High-Speed Rail

AP California News
Sep 2, 7:45 PM EDT
Associated Press

SACRAMENTO, Calif. (AP) — Opponents of California’s $68 billion high-speed rail project submitted an appeal Tuesday to the state Supreme Court, asking it to overturn a lower court’s ruling that allowed the project to proceed despite questions about whether it complies with promises made to voters.

Central Valley residents argue in their petition that the July 31 ruling by the appellate court undercuts 100 years of legal precedent requiring strict compliance with the intent of the voters in implementing a voter-approved bond measure.

Proposition 1A, approved by voters, promised that the state would identify funding for the first useable segment of the rail line and that it would have necessary environmental clearances done before starting construction.

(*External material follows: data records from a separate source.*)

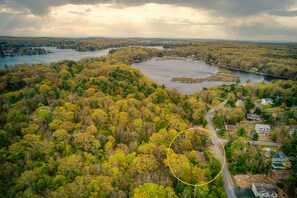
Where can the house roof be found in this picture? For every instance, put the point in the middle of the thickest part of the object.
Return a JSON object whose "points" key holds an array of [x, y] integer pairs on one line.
{"points": [[231, 127], [265, 188], [293, 127], [262, 126], [280, 155]]}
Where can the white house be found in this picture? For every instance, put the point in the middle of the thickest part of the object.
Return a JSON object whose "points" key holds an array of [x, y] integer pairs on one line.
{"points": [[264, 190], [262, 128], [279, 160], [266, 101], [292, 129]]}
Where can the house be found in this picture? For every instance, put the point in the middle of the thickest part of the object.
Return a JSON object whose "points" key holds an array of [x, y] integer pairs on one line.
{"points": [[262, 128], [292, 129], [267, 152], [264, 190], [279, 160], [238, 102], [231, 128], [253, 117], [266, 101]]}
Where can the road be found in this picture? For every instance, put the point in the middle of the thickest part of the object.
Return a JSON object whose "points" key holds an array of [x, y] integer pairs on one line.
{"points": [[228, 182]]}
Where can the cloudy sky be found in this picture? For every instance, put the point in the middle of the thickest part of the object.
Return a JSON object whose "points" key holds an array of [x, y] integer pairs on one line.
{"points": [[219, 19]]}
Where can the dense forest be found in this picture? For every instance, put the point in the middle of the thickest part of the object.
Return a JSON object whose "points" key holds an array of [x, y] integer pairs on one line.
{"points": [[94, 128], [99, 128]]}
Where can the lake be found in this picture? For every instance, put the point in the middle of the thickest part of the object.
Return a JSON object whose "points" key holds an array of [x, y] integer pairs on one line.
{"points": [[162, 70], [55, 56]]}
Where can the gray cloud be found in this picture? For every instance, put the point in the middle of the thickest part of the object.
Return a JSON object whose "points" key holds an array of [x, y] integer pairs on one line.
{"points": [[258, 29], [291, 13], [221, 7]]}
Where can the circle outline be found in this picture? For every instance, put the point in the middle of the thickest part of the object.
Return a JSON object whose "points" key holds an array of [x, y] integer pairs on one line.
{"points": [[205, 183]]}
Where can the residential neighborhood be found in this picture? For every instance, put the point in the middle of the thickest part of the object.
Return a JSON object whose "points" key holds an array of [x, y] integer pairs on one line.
{"points": [[261, 136], [264, 190]]}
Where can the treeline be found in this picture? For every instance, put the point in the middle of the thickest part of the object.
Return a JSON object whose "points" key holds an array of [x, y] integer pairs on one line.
{"points": [[92, 128], [78, 44], [131, 55], [277, 60]]}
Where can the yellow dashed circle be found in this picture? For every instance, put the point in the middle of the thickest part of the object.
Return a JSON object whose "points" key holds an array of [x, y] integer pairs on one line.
{"points": [[205, 183]]}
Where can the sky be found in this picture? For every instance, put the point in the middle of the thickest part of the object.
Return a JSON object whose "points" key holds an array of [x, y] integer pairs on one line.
{"points": [[206, 19]]}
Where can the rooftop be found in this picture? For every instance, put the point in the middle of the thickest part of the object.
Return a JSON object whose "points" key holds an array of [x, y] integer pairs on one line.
{"points": [[279, 155], [265, 188], [262, 126]]}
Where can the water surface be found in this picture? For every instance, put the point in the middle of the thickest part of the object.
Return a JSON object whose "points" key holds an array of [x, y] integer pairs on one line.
{"points": [[56, 55], [162, 70]]}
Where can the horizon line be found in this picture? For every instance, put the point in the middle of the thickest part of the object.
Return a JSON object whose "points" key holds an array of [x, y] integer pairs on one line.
{"points": [[157, 37]]}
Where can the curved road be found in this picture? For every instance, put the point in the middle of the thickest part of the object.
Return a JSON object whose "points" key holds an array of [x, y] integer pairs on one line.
{"points": [[228, 182]]}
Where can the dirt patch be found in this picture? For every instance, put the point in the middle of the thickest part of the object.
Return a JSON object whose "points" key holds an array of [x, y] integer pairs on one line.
{"points": [[245, 181]]}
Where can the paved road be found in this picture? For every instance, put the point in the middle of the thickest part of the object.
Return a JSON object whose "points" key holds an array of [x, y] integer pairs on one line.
{"points": [[228, 182], [225, 141]]}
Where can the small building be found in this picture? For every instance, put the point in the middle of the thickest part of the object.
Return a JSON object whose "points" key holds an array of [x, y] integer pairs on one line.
{"points": [[254, 117], [267, 152], [292, 129], [266, 101], [238, 102], [264, 190], [231, 128], [279, 160], [262, 129]]}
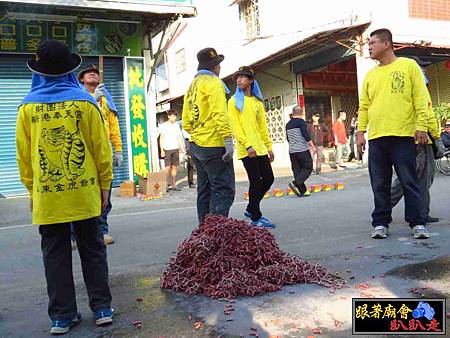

The plaintiffs, Kings County and landowners in the Central Valley, successfully argued in Sacramento County Superior Court that the state failed on both counts, identifying only $6 billion of the estimated $26 billion needed for the first 130-mile segment, and failing to secure sufficient environmental approvals.

In rulings that prevented the sale of $8.6 billion in voter-approved bonds and created ongoing uncertainty about the project, the judge ordered the state to draft a new funding plan and seek more environmental clearances.

In its ruling last month, the 3rd District Court of Appeal acknowledged legitimate legal concerns about whether the “high-speed rail project the California High-Speed Rail Authority seeks to build is the project approved by the voters.”